At this point, you'll have several tools available inside the "sbin" directory:

  • mrerrors: fetch and summarize errors for a particular job or a given time period
  • mrjob: create, show, summarize, and manipulate Marlin jobs by interacting with Moray directly (instead of the web tier)
  • mrjobreport: summarize performance of a job's execution

By default, these tools assume they can contact the 1.moray shard at localhost:2020. For a production deployment, it's recommended to set up an ssh tunnel so that this works. "mrjob" also supports a MORAY_URL environment variable.

Development

The standard Marlin development environment is a SmartOS zone deployed on a system with a single-system Manta deployed on it. This is usually COAL or an Emeryville lab machine.
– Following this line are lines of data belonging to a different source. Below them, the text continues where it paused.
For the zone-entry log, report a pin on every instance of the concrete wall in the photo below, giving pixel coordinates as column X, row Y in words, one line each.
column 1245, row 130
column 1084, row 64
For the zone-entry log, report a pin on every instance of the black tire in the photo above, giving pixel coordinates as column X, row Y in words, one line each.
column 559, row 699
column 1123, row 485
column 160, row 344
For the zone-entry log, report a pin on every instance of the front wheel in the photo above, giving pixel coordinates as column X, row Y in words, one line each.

In principle, you can develop Marlin on a different system from the one where you deploy it, but the existing tools are optimized for the single-system case.

If you are using COAL for Marlin development, you may need to increase the ram and disk sizes for the COAL VM. For example, for 4GB RAM and 70GB disk, edit your usb-headnode/build.spec.local:

{
  "build-tgz": "false",
  "answer-file": "answers.json",
  "coal-memsize": 8192,
  "coal-zpool-disk-size": "70"
}

Dev zone: Quick setup

The usual procedure is:

  1. Reflash. See sdc-headnode.git.

  2. Deploy Manta. See manta-deployment.git.

  3. Set up your dev zone. From the global zone, run:

    /opt/smartdc/agents/lib/node_modules/cabase/tools/devsetup -t manta dap

Replace "dap" with whatever username you want to use. If http://us-east.manta.joyent.com/$user/public/.ssh/id_rsa.pub exists, this script will download that to $HOME/.ssh/authorized_keys in the new zone.

Dev zone: gritty details

Skip this section if you did the quick setup above.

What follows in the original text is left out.